# Batman coming back



## Dave (Jan 29, 2003)

Ok all you Batman fans. It is going to be made finnally. The new episode will be; The Dark Knight Rises. The next villian is called BANE. Yes Catwoman will be there. Played by Anne Hathaway. So get ready all you Batman fans. Batman will rise again.


----------



## Boston_bill (Jul 23, 2009)

Dave said:


> Ok all you Batman fans. It is going to be made finnally. The new episode will be; The Dark Knight Rises. The next villian is called BANE. Yes Catwoman will be there. Played by Anne Hathaway. So get ready all you Batman fans. Batman will rise again.


I love Hathaway. Could be worth the price of admission just to see her in the outfit, LOL


----------



## BobaBird (Mar 31, 2002)

Bane? Uh-oh.


----------



## dogs31 (Feb 27, 2006)

Dave said:


> Ok all you Batman fans. It is going to be made finnally. The new episode will be; The Dark Knight Rises. The next villian is called BANE. Yes Catwoman will be there. Played by Anne Hathaway. So get ready all you Batman fans. Batman will rise again.

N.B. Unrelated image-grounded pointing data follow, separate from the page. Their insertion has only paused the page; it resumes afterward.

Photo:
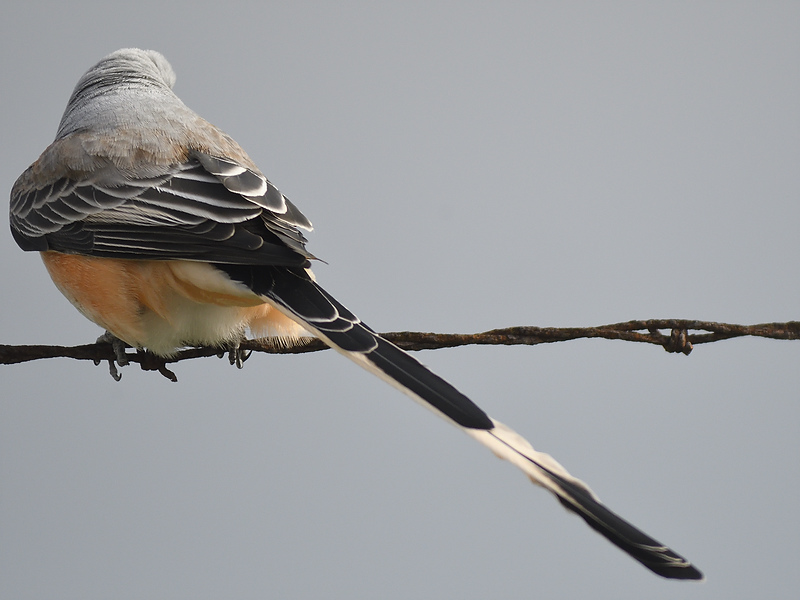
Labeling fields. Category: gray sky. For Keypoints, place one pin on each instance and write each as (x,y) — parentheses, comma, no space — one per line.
(466,167)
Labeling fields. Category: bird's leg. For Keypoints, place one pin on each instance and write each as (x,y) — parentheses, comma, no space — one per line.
(236,354)
(120,357)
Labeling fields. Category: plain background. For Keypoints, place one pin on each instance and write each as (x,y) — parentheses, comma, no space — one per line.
(467,166)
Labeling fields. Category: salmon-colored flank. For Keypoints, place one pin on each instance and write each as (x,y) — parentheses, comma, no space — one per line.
(131,298)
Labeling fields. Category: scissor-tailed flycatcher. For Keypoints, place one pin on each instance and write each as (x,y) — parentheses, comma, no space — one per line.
(158,227)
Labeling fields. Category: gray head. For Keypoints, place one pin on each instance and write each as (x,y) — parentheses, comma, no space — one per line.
(111,90)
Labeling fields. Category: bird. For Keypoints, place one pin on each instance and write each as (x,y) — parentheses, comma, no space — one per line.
(159,228)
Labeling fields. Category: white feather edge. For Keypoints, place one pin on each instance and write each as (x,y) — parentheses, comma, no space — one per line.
(504,442)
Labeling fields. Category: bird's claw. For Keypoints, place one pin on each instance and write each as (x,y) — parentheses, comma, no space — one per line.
(236,354)
(120,357)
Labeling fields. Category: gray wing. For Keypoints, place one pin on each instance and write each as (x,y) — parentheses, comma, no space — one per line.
(207,208)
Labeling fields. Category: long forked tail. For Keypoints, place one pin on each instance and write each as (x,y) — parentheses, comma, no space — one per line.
(295,294)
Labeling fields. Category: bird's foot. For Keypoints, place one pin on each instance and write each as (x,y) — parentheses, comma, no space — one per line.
(120,356)
(236,354)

Hopefully, Warner will take the plunge and let Nolan make an R-Rated "Batman" movie. Now that would be cool ala "Kick A**".


----------



## BoJackson999 (Jan 21, 2011)

I'm excited for the next Batman movie. Catwoman has always been my favorite villain in the series. Can't wait!!!


----------



## LarryFlowers (Sep 22, 2006)

I am not feeling "Anne Hathaway" as Catwoman...


----------



## jeffshoaf (Jun 17, 2006)

I vote for Eliza Dushku as Catwoman!


----------



## Mikemok1981 (Jul 9, 2009)

I'm really hoping that Christopher Nolan does Bane justice. In the comics Bane isn't just some juiced up freak, he's incredibly smart as well. He figured out who Batman was and used that info to break Batman's back at an unguarded moment. Here's hoping he treats Bane like he treated Ra's al Ghul.


----------